Nach dem unter maßgeblicher Mitwirkung von Bundeskanzlerin Angela Merkel erzielten Kompromiss bei den EU-Finanzen muss Deutschland mehr zahlen als bisher.

In der Kritik: Angela Merkel (Foto: Foto: AP)

Der stellvertretende Regierungssprecher Thomas Steg sagte am Freitag: "Wir werden weniger abführen müssen, als wir gedacht haben, aber wir werden mehr abführen müssen als in der Vergangenheit". Genaue Zahlen nannte er nicht.

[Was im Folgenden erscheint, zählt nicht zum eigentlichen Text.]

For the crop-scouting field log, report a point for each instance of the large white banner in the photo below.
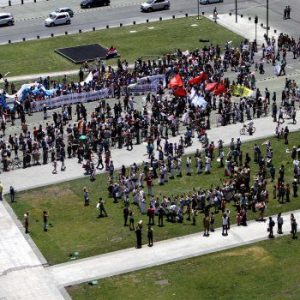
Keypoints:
(147, 84)
(71, 99)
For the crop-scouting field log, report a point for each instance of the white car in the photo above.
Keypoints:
(65, 9)
(58, 19)
(210, 1)
(152, 5)
(6, 19)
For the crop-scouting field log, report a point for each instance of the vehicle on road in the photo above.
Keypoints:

Steg bestätigte damit "in der Tendenz" einen Bericht der Berliner Zeitung, wonach laut Expertenschätzung der deutsche Nettobeitrag für die Europäische Union um knapp zwei Milliarden auf jährlich 10,4 Milliarden Euro steigt. Steg machte aber deutlich, dass der höhere Nettobetrag im wesentlichen dadurch entstehe, dass die Rückflüsse aus Brüssel an Deutschland geringer würden, weil die neuen Mitgliedsländer stärkere Hilfen brauchten.

Das gelte für alle großen westeuropäischen Industrieländer. "Aber das ist der Preis, den wir gerne bereit sind zu bezahlen für das große Werk der historischen Einigung Europas", erklärte Steg.

FDP: Kompromiss finanzpolitsch nicht zu verantworten

Bundeskanzlerin Angela Merkel machte nach den Worten von Steg bereits beim Gipfel in Brüssel deutlich, dass es für Deutschland gegenüber dem luxemburgischen Vorschlag eine Besserstellung um eine knappe Milliarde Euro gebe. Auch gegenüber dem britischen Kompromissvorschlag sei eine Besserstellung erreicht worden. Daher sei der ausgehandelte Kompromiss "gemessen an unseren Erwartungen ein vorzügliches Ergebnis, weil es unterhalb dessen bleibt, womit wir lange Zeit rechnen mussten".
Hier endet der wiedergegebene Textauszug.